Na reunião de terça-feira (20), na sede do Supremo, os dois se sentaram afastados um do outro. Quando se discutiam as emendas parlamentares de comissão e de bancada, Dino marcou posição: “não pode mais ter rachadinha”, disse, mirando Lira e Rodrigo Pacheco, acomodados no lado oposto do salão. Em outro momento, Dino fez alusão às fraudes cometidas contra o SUS no Maranhão. Conforme revelou a piauí, cidades do interior do estado inflaram artificialmente dados de atendimentos médicos para, com isso, receber mais repasses de Saúde. Pedreiras (MA), por exemplo, registrou 540,6 mil exodontias, o nome técnico da extração dentária. Para chegar a tanto, o município teria que ter arrancado catorze dentes de cada morador.

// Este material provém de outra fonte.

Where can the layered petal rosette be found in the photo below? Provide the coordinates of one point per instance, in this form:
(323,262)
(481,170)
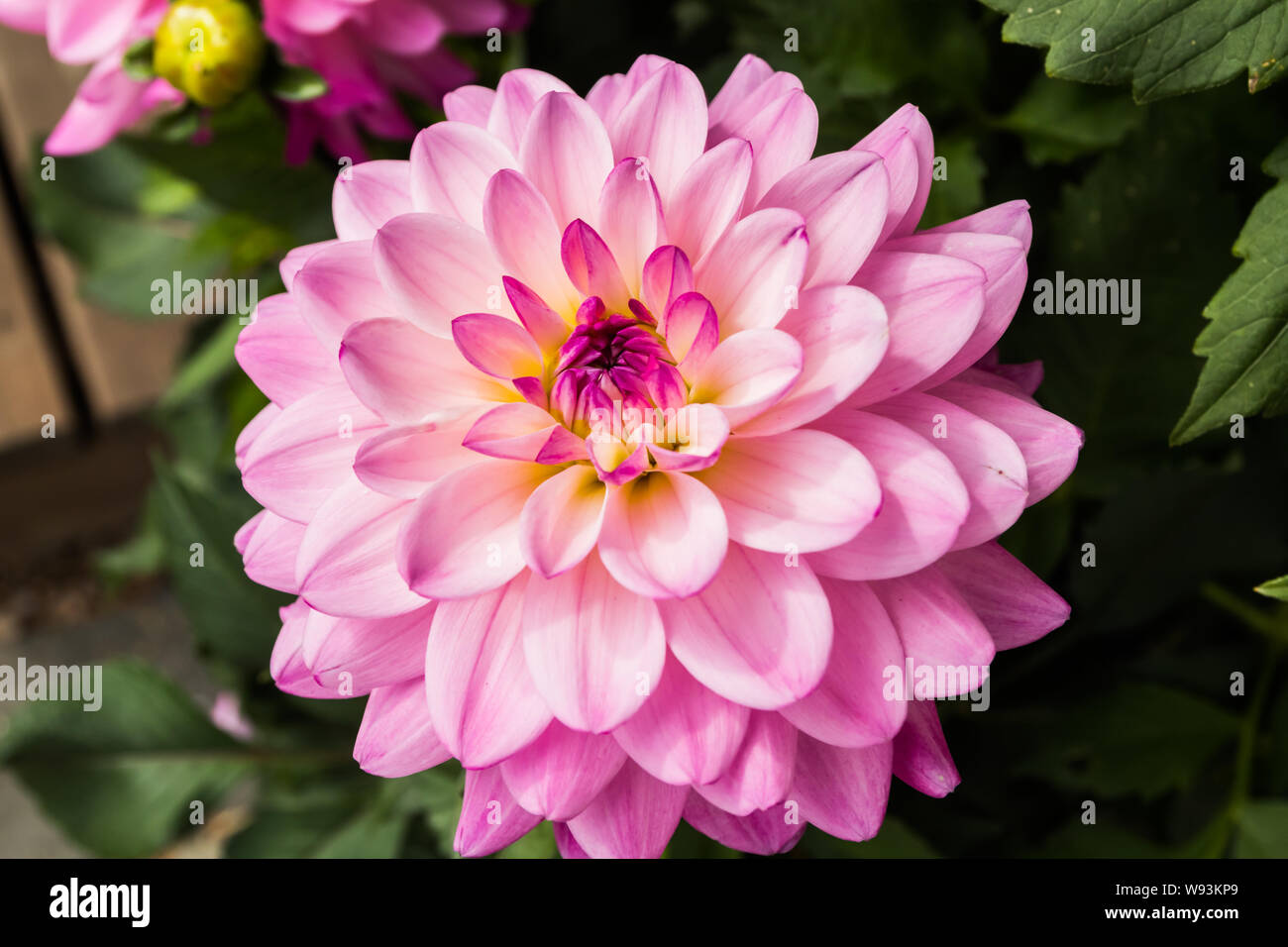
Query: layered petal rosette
(619,450)
(368,51)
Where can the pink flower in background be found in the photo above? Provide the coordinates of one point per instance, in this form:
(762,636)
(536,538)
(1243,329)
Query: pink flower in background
(618,450)
(368,51)
(94,33)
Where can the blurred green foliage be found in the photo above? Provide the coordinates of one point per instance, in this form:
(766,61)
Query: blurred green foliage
(1162,701)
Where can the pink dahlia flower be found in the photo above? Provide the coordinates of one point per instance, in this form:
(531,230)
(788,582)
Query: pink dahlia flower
(368,51)
(621,451)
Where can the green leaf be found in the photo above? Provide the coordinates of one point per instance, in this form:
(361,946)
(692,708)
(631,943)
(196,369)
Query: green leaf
(1275,587)
(1247,342)
(296,84)
(1061,121)
(230,615)
(1262,830)
(1162,47)
(120,780)
(206,365)
(137,60)
(1141,740)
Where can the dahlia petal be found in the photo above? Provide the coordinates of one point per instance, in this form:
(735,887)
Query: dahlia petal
(256,427)
(692,331)
(909,147)
(397,737)
(462,538)
(338,286)
(664,535)
(760,774)
(630,219)
(1022,379)
(516,431)
(767,832)
(281,355)
(759,634)
(451,163)
(706,200)
(436,268)
(923,500)
(634,817)
(844,335)
(562,519)
(546,328)
(842,791)
(373,652)
(797,491)
(842,198)
(987,460)
(269,552)
(939,631)
(408,376)
(106,102)
(471,105)
(562,772)
(565,840)
(307,451)
(616,462)
(567,155)
(526,237)
(286,664)
(932,304)
(1010,219)
(754,272)
(1016,605)
(366,198)
(1006,275)
(704,431)
(921,757)
(402,462)
(490,818)
(81,33)
(27,16)
(516,95)
(496,346)
(344,566)
(683,733)
(664,121)
(668,275)
(1050,445)
(481,696)
(295,260)
(748,75)
(589,643)
(591,266)
(782,137)
(748,372)
(850,707)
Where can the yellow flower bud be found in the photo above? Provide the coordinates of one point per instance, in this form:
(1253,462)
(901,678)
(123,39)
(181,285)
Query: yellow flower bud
(209,50)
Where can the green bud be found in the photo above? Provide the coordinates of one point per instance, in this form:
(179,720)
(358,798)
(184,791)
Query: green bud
(209,50)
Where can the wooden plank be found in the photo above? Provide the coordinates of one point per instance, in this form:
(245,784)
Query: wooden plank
(30,384)
(124,364)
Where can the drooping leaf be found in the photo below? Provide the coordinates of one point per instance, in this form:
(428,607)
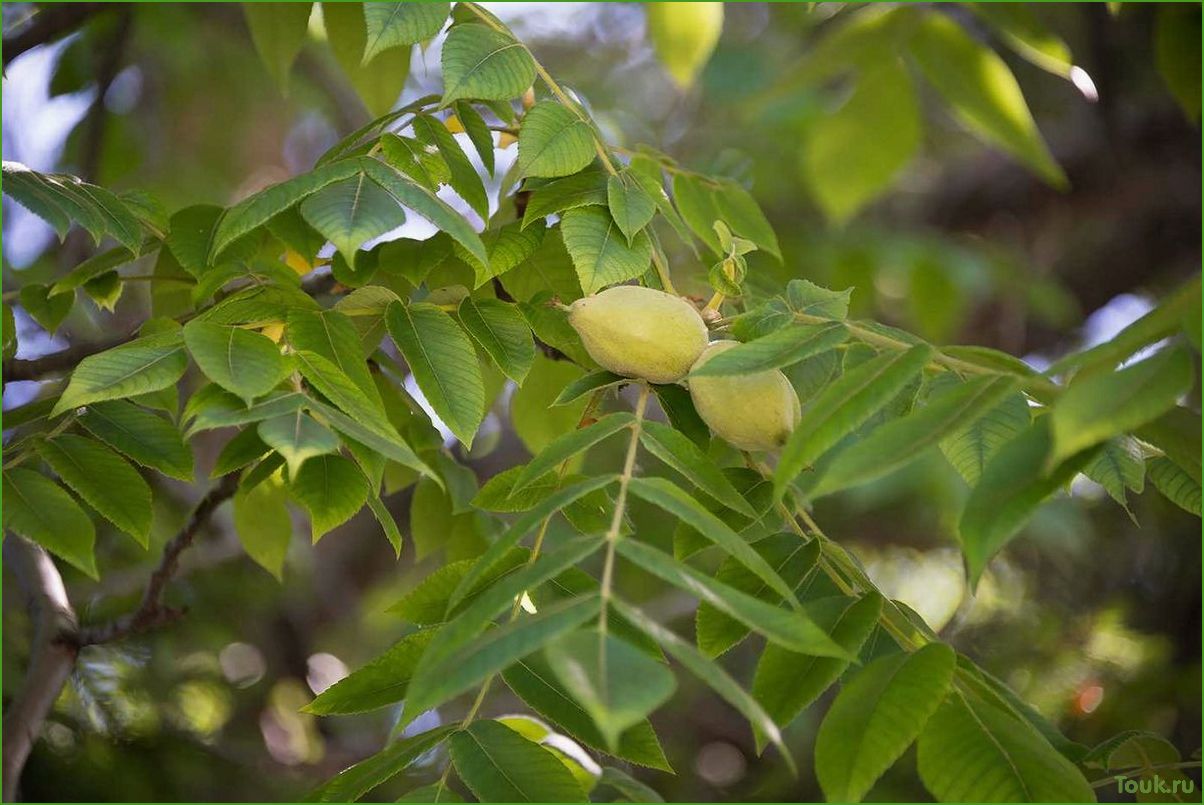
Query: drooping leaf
(297,437)
(679,453)
(141,436)
(137,367)
(877,716)
(684,35)
(1176,485)
(598,250)
(1098,407)
(972,751)
(981,90)
(572,444)
(520,528)
(502,332)
(1117,466)
(46,308)
(709,673)
(483,64)
(462,176)
(39,509)
(501,765)
(432,682)
(794,560)
(775,350)
(899,441)
(350,212)
(844,406)
(353,782)
(971,447)
(554,141)
(845,165)
(278,30)
(396,24)
(583,189)
(263,524)
(241,361)
(533,681)
(617,684)
(379,682)
(379,81)
(444,365)
(791,629)
(672,498)
(1014,483)
(105,480)
(786,681)
(331,489)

Dino, que era governador do Maranhão na época do esquema, comentou: “Teve ‘emenda Pix’ que dava pra arrancar os dentes de uma cidade inteira.” Lira retrucou, dizendo que não era verdade, que não se tratava de emenda parlamentar. Dino, ainda assim, concluiu: “o senhor sabe que foi, eu sei que foi e o senhor sabe que eu sei.”